Volokh, Eugene VOLOKH at MAIL.LAW.UCLA.EDU
Mon Nov 4 06:41:40 PST 2002


    Can I ask Mark to be a bit more specific on this?  One chief complaint
about Soviet human rights in the 1970s was the punishment of people for
expressing anti-Soviet views; that would be clearly unconstitutional under
U.S. constitutional law.  Another was the suppression of religious activity
in a wide variety of coercive ways; also clearly unconstitutional.  A third
was the refusal to allow people to leave the country -- I don't think
there's a clear constitutional doctrine on this in the U.S., but this is
because excepting extraordinary circumstances, the U.S. has always been much
more interested in controlling who gets in rather than who leaves.
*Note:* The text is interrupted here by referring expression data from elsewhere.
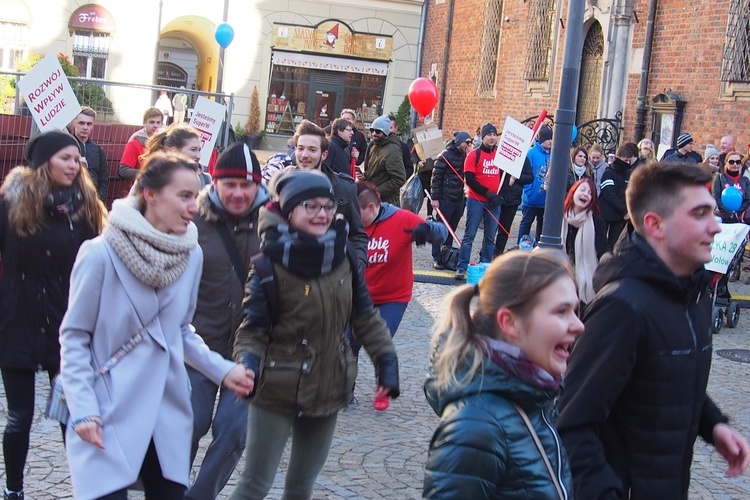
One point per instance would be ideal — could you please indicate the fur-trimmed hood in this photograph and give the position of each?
(210, 209)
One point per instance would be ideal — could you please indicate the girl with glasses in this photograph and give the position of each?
(295, 341)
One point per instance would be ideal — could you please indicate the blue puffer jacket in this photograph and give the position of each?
(482, 448)
(534, 194)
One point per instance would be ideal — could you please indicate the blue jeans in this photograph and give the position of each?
(452, 211)
(528, 214)
(229, 429)
(475, 210)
    If Mark has some specific examples in mind, I'd be interested in hearing
them.

    (Note that Mark is referring to a thread on the RELIGIONLAW list, which
asks whether it would be constitutional to bury terrorists who are Muslims
in pigskin -- as some in Russia today are suggesting should be done -- on
the theory that this may deter future Muslim terrorism; I mention this
simply to make clear what the post below refers to, and not to bring the
thread back to this list.)

    Eugene

-----Original Message-----
From: Mark Graber [mailto:MGRABER at GVPT.UMD.EDU]
Sent: Monday, November 04, 2002 5:43 AM
To: CONLAWPROF at listserv.ucla.edu
Subject: Buried in Pigskin


As I read the "buried in pigskin" thread, the following thought occurred.
Suppose you believed that factual justifications proffered by the Soviet
Union during the 1970s for what we thought were individual rights
violations. How many of them under present administrative rationale would
clearly be unconstitutional?  Is the most important difference between the
United States and the former Soviet Union that we tend to think
justifications for rights violations in the latter entirely pretextual?